Magnesium batteries are an important energy storage technology being investigated to improve upon, and move beyond, current lithium-ion (Li-ion) battery systems. Some advantages of magnesium-based batteries include magnesium’s abundance, increased volumetric capacity, and lower reactivity compared to Li. However, Mg batteries have many challenging problems hindering their implementation. One major issue is the slow intercalation kinetics of the Mg²⁺ ion in many metal oxide cathodes conventionally used in Li-ion batteries. A potential solution that has been demonstrated is adding water molecules into organic electrolyte; this method has shown increased Mg insertion and performance of cathode materials such as vanadium oxide (V₂O₅) and manganese oxide (MnO₂). MnO₂ is the cathode of interest for this work, and an in-depth investigation is necessary to fully understand the role of the water molecules in the Mg intercalation into this material.
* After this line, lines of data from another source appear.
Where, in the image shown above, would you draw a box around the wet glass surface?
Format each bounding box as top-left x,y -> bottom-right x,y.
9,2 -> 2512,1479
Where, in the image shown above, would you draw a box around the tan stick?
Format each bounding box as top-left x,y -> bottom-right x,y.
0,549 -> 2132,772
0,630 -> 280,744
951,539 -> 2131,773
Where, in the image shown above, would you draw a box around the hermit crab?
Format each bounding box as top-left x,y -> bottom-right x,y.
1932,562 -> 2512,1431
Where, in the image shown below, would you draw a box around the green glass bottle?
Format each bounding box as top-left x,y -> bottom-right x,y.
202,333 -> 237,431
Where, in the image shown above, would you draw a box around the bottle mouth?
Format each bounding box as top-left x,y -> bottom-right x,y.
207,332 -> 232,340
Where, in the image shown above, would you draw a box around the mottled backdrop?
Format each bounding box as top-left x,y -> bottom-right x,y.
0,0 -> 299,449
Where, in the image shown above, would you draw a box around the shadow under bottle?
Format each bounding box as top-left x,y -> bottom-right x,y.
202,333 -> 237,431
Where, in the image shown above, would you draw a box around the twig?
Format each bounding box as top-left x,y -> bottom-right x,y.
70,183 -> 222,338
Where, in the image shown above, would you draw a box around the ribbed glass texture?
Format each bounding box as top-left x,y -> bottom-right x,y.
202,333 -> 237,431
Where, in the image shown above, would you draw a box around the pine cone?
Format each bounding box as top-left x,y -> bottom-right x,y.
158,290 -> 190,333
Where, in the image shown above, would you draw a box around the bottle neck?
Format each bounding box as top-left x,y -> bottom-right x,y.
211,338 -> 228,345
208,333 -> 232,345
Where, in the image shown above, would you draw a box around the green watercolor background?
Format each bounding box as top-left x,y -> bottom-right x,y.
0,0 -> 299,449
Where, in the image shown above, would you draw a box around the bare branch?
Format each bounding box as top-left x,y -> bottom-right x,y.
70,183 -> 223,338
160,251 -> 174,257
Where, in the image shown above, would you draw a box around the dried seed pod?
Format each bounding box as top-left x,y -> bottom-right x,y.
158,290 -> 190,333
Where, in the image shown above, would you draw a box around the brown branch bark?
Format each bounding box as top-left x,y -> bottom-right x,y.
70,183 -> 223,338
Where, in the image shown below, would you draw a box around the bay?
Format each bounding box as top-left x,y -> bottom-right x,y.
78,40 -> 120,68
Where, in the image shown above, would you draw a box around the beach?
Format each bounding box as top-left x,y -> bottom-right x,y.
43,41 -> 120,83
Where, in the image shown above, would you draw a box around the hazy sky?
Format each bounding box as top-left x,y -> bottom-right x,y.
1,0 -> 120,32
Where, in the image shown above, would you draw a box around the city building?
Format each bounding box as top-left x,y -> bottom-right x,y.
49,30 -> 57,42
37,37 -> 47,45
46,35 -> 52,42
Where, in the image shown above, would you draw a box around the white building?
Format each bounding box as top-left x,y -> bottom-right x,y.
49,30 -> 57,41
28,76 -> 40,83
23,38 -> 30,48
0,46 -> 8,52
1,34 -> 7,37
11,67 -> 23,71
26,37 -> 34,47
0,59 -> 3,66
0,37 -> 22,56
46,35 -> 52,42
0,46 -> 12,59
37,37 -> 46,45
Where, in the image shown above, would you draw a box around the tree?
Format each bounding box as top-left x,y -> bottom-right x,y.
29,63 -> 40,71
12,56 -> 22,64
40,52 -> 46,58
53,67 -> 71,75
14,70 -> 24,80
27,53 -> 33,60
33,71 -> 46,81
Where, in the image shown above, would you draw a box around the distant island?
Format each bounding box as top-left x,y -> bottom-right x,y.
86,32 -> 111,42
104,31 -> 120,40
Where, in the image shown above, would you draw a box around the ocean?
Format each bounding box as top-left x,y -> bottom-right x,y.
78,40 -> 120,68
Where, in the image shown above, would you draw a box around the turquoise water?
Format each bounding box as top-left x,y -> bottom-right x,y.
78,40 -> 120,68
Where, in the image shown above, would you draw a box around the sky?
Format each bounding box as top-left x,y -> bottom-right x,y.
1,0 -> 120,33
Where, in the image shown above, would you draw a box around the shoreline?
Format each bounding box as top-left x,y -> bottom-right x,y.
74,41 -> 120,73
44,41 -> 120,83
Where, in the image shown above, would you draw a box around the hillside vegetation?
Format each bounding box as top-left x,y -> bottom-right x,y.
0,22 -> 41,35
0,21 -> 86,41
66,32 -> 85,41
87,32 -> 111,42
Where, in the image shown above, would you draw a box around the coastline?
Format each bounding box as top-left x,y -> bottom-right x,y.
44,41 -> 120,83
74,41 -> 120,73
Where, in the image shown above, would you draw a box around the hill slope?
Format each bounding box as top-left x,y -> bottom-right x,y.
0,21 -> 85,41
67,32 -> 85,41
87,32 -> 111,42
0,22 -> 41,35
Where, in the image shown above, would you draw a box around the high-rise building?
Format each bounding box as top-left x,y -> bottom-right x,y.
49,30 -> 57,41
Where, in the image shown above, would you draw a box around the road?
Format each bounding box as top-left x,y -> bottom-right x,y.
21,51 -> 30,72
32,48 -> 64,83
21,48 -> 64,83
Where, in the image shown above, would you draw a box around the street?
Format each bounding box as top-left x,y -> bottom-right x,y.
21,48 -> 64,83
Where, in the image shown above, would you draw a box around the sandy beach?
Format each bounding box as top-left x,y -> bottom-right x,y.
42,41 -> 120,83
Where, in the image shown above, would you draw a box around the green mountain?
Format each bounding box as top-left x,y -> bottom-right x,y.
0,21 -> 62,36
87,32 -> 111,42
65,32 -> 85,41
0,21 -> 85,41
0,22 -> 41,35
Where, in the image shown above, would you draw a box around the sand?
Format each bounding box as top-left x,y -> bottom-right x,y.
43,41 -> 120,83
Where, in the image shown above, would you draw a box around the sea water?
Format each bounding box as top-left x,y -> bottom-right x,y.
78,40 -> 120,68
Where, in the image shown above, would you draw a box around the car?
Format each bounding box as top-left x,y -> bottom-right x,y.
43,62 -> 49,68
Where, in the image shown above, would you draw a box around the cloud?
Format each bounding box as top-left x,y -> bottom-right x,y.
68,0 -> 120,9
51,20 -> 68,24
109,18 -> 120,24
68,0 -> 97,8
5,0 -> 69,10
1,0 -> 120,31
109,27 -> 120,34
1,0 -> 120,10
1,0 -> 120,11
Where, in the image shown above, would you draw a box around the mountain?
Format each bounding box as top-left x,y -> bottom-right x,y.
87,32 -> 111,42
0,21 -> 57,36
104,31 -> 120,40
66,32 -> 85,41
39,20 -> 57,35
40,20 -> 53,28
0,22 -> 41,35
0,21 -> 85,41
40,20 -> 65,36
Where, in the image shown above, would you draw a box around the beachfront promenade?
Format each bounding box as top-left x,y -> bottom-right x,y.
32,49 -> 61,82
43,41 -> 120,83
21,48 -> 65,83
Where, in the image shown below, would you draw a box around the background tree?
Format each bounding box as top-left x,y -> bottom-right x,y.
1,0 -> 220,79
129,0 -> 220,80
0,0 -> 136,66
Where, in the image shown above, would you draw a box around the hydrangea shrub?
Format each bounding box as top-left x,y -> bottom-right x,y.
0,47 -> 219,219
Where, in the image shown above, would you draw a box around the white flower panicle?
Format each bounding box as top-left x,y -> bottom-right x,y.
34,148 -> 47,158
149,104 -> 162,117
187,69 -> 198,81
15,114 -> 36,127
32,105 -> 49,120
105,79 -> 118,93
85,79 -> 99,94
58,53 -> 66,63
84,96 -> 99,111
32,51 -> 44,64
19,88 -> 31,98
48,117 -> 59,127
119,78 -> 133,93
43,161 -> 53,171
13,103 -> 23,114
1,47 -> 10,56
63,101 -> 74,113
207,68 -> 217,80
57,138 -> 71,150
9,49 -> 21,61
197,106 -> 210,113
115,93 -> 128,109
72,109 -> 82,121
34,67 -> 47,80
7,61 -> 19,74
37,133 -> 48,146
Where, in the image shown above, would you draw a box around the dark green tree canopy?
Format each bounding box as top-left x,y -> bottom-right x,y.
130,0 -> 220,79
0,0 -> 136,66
In this work, the Mg insertion mechanism is being investigated in a system of water-in-organic electrolyte, with electrolytes containing an H₂O to Mg ratio of 6:1. The cathode is an amorphous, electrodeposited MnO₂ thin film. Thin film MnO₂ electrodes were prepared so that they could be electrochemically cycled in magnesium perchlorate/propylene carbonate electrolyte, and subsequently examined via ex-situ XPS at different stages of charge and discharge to monitor the surface chemical speciation and any changes. Herein, we will elucidate upon the XPS results to help explain the mechanism of Mg insertion in this mixed electrolyte. Results demonstrate that an Mg(OH)₂ layer forms upon discharge, and this hydroxide layer is reversibly formed and removed during charge and discharge. Additionally, after first cycling electrodes in wet electrolyte and transferring them to dry organic electrolyte and cycling further, the Mg(OH)₂ layer is still observed although in a diminished capacity.

We propose that in the mixed water-in-electrolyte system, there is a combined insertion/conversion reaction mechanism whereby an Mg(OH)₂ layer is formed on the surface. We therefore believe water inserted into the MnO₂ structure upon cycling in wet electrolyte may be responsible for the Mg(OH)₂ formation in dry electrolyte and continual increased Mg-ion capacity. A more complete understanding of the mechanism for this phenomenon may help in further developing strategies to improve metal oxide cathode performance. For instance, one possibility may be trying to reproduce the positive effect of water with another additive that does not react with the Mg anode as water does.